NCELA assists states in implementing Title III of the No Child Left Behind Act of 2001, which outlines language instruction for limited English proficient and immigrant students, and helps states assist districts and schools in improving English language proficiency and academic achievement. NCELA Director Jack Levy says the clearinghouse focuses on program assessment, academic assessment of ELLs, accountability, professional development and curriculum support for teachers, and program administration.
“NCELA is representative of our commitment to meeting the needs of linguistically and culturally diverse students in this country,” says Graduate School of Education and Human Development Dean Mary H. Futrell.
The clearinghouse holds conferences, offers Webinars, and publishes a quarterly newsletter, as well as government reports. Its Web site contains more than 20,000 resource items for practitioners and parents, and NCELA staff monitor daily phone and e-mail inquiries.

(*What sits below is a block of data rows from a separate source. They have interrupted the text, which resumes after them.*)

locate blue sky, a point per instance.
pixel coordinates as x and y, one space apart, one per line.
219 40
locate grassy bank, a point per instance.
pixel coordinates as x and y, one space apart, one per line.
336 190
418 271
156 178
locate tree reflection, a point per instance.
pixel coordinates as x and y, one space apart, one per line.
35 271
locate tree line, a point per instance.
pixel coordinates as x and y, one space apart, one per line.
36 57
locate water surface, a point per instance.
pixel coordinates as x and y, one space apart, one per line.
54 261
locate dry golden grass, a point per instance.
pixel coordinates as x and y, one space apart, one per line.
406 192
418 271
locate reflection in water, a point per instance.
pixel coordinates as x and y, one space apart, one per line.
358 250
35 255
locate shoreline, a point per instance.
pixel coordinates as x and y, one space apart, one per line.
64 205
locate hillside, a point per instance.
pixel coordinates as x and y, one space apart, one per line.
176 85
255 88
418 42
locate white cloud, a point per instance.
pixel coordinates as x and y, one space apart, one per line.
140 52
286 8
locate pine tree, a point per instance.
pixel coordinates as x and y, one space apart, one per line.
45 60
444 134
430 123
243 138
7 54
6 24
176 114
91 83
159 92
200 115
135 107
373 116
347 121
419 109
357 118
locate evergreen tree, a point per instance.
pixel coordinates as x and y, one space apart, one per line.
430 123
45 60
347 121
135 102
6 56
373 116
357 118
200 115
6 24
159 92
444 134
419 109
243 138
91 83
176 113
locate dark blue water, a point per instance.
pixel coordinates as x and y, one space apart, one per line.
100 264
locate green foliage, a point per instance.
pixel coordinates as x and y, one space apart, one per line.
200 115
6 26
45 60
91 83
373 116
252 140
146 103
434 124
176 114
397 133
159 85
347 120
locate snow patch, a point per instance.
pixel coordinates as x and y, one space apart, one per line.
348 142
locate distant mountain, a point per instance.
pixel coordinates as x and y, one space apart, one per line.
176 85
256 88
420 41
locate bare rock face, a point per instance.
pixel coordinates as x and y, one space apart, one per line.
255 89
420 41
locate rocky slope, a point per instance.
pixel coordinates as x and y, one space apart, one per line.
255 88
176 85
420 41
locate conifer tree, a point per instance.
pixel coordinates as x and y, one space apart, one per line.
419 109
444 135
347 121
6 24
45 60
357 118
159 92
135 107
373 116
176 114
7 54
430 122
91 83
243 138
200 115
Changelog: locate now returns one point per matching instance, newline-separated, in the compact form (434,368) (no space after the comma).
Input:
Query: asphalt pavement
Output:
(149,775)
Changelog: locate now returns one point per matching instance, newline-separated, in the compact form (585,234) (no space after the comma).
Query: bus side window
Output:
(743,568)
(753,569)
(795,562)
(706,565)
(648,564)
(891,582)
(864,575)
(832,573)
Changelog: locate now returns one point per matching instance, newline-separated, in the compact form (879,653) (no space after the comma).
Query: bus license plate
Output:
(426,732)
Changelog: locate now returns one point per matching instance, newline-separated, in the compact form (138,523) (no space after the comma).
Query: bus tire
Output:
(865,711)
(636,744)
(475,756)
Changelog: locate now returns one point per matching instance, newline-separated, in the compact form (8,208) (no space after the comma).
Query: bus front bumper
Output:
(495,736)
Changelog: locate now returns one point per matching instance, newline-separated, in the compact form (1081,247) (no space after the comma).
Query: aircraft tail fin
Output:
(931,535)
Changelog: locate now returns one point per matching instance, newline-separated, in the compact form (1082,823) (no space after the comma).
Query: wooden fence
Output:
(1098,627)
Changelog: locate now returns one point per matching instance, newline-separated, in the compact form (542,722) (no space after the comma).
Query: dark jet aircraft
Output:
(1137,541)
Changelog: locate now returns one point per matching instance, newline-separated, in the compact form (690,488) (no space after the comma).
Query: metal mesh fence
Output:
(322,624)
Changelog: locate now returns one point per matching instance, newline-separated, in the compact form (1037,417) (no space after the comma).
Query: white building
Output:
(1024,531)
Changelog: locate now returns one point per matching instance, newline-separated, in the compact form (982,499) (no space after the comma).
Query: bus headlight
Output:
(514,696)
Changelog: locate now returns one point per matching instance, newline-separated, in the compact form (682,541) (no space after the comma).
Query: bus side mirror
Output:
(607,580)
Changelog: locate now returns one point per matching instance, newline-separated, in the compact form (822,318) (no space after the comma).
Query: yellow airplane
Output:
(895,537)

In December, Dr. Levy says NCELA will unveil a new, more interactive Web site that will allow state department of education officials to share and discuss English language learning information online.
“The clearinghouse is the premier resource on ELL education in the country,” says Dr. Levy. “People look to us as leaders in this subject.”
NCELA principal investigator Joel Gómez, Graduate School of Education and Human Development interim associate dean for research, has headed the clearinghouse since it was awarded to GW in 1988.
“In many states such as Texas and New Mexico and in many school districts like Arlington County, Va., ELLs make up the majority of students,” says Dr. Gómez. “The number of ELLs is growing so we need to prepare general education personnel to work with them. We also need to help state education departments with assessments so we can properly evaluate student language and academic competency and make sure students are doing better every year.”
To work with states on ELL assessments and standards, NCELA has teamed up with edCount LLC, a Washington, D.C.-based consulting firm that provides direct technical assistance and professional development services to education agencies and organizations. NCELA also partners with Barrera Associates Inc., a consulting firm with 19 years of experience in Latino, migrant, and bilingual education.
“We want English language learners to graduate from high school, go to college, and get good jobs,” says Dr. Levy. “We’ve seen from government research that school districts that excel in helping ELLs achieve high academic and language standards graduate more ELLs from high school.”